殺伐としたやり取りを見かねたのか、安心させるような優しい声をかけてきたノアを訝しげに見つめる。私の表情を気にするでもなく、まっすぐにこちらを見つめる彼の瞳は、何となくだけど信じられるような気がした。


「君は今、ジークフリード帝国の奴らに狙われてる。君は神懸の巫女だからね。…ミナトが戦ってたあの男も帝国の騎士」

「…?えっと……?」


ジークフリード帝国、神懸の巫女、騎士。ぽんぽんと当たり前の如く並べられた単語全てに首を傾げる。きょとんと目を瞬かせていると、不機嫌そうな舌打ちが聞こえてきた。


「ミナト、しょうがないだろ。この子にもちゃんと理解してもらわないと」

「…めんどくさ」

「…!」


ちょっとムッとした。腕組みをしてこちらを見下ろすミナトくんを、私は頬を膨らませながら互いに睨み合う。そんな私達をノアは子供をあしらうかのように、慣れた様子で宥めた。


「お前胸元に刻印があるだろ。それとその金色の目が巫女の証拠」


気怠そうに目を細めながらとんとんと自分の胸元を指でさし、私の体を見下ろすミナトくんの言葉に思わずどきりとする。無意識のうちに、青い薔薇の刻印が宿る左胸に手を当てていた。幼い頃はなかった刻印。2年程前に突然浮かび上がったのだ。


「どうしてそれを…」

「お前の体を調べさせてもらった」

「!!」


言われてみれば羽織っていたはずの上着は脱がされていて、襟元も心なしか気崩れていた。

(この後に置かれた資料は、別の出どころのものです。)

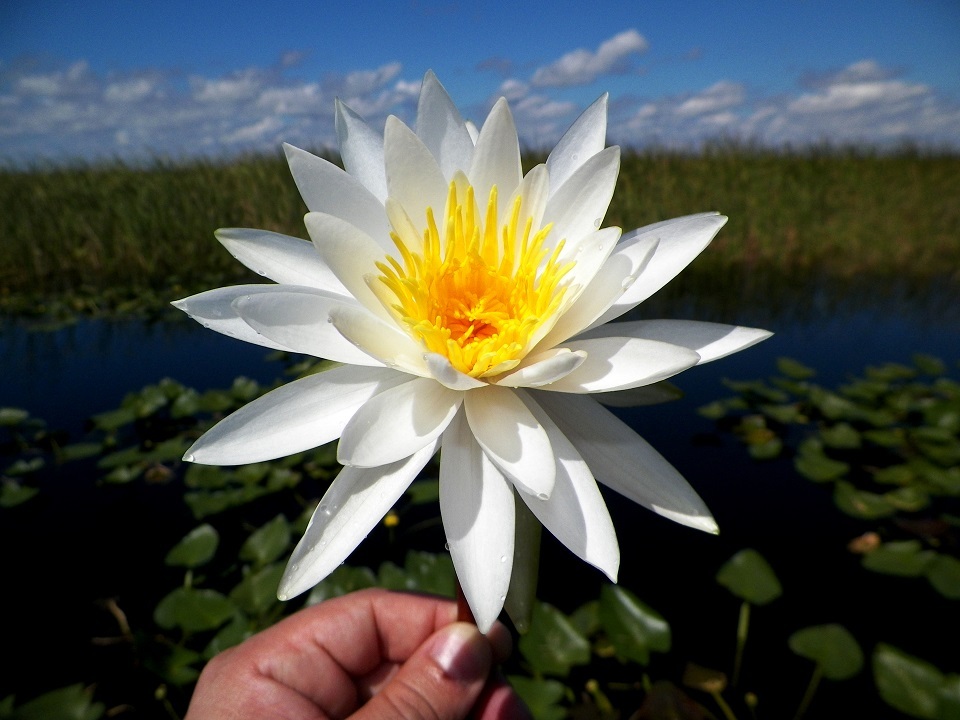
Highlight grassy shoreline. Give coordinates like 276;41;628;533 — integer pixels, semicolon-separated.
0;147;960;315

とっさに隠すかのように両手で体を抱きしめれば、ミナトくんは鼻で笑った。


「隠すほどの体じゃないだろ」

「な…!」

「貧乳巫女」

「はいはい、ストーップ」


表情を崩さずに吐き出される暴言に、怒りやら恥ずかしさやらで言葉にならず、口をぱくぱくさせることしかできなかった。確かに同年代の子よりほんの少ーし発育不良を感じてきたけれど…!

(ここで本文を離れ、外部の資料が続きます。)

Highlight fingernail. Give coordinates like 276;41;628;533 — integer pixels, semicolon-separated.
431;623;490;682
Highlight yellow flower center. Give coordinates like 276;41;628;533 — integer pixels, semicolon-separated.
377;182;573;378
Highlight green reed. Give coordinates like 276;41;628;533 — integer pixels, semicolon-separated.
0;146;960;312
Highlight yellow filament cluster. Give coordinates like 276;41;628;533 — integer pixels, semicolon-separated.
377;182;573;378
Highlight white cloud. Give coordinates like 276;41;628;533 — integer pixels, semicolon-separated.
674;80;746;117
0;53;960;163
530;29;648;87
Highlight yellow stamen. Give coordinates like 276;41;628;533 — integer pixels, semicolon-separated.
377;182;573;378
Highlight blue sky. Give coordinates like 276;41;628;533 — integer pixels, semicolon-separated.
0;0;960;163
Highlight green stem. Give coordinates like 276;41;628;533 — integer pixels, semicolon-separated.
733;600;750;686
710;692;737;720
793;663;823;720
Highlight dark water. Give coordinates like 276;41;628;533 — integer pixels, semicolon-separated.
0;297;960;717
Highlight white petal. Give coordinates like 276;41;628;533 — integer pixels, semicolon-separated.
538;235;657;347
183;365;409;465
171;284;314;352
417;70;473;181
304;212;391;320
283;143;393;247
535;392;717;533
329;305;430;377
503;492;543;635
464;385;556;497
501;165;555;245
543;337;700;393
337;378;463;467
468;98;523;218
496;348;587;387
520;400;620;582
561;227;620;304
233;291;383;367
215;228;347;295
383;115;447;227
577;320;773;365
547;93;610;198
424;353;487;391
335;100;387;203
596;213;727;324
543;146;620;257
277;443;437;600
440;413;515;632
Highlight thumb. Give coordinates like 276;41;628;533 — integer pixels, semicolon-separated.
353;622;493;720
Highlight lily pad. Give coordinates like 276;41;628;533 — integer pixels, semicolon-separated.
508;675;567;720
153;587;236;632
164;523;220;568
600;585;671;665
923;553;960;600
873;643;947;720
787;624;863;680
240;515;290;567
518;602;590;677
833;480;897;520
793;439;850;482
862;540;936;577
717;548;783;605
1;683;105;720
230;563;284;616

じわりと涙が浮かんできた頃、自分よりも背の低いミナトを後ろから抱きしめるような格好で、ノアが彼の口を塞いだ。


「ごめんな、ミナトって口は悪いけど根はいい子だから」

「…慣れてますから、けなされるの」


貧相な体を隠すかの如く、そそくさと上着を羽織り直す。それと同時にノアの腹部へ肘をめり込ませたミナトくんが、腕の中を脱出していた。そしてようやく私は、自分の置かれている状況を知らされるのだった。


ミナトくん達はユミル王国という国の騎士。同大陸からなる諸国は互いに良好な関係を保ってきたのだが、数年ほど前からジークフリード帝国が各国への攻撃、支配を始めたのだという。そしてさらなる力を求めた帝国は、過去の文献から神に選ばれた巫女の存在に目をつけた。この地の言い伝えによると、巫女を生け贄に捧げれば強大な力を得られるらしい。その巫女を人々は神懸(かみがかり)の巫女と呼ぶ。


「その巫女が私なの?」

「そう。昔から神懸の巫女には共通点があって、それが青い薔薇の刻印と黄金の瞳なんだ」

「帝国側に巫女が渡ればユミル王国だけじゃない、他の国だって滅びる。俺達はそれを阻止するために来た」


先程ミナトくん達と戦っていた男性がジークフリード帝国の騎士だと知り、彼らの言葉が真実であることが裏付けられた。帝国側はすでに水面下で動き出していることも、否が応でも理解せざるを得なくなってしまった。生け贄に捧げられるということは、つまり殺されるということだろう。ユミル王国は私を手元に置いておいて監視する、結果的には私を守る、そういう意味になるのかもしれない。

血なまぐさい話に背筋が凍りつく。今の今まで平和に過ごしてきたのが遠い過去のようだ。永遠にも感じる長い沈黙を破り、震えそうになる声を絞り出しながら小さく頭を下げた。



「…私…花護、かのんです。…よろしくお願いします」


好奇、警戒、無関心…。様々な視線のもとにさらされ、居心地の悪さを感じながら、そっと目を伏せた。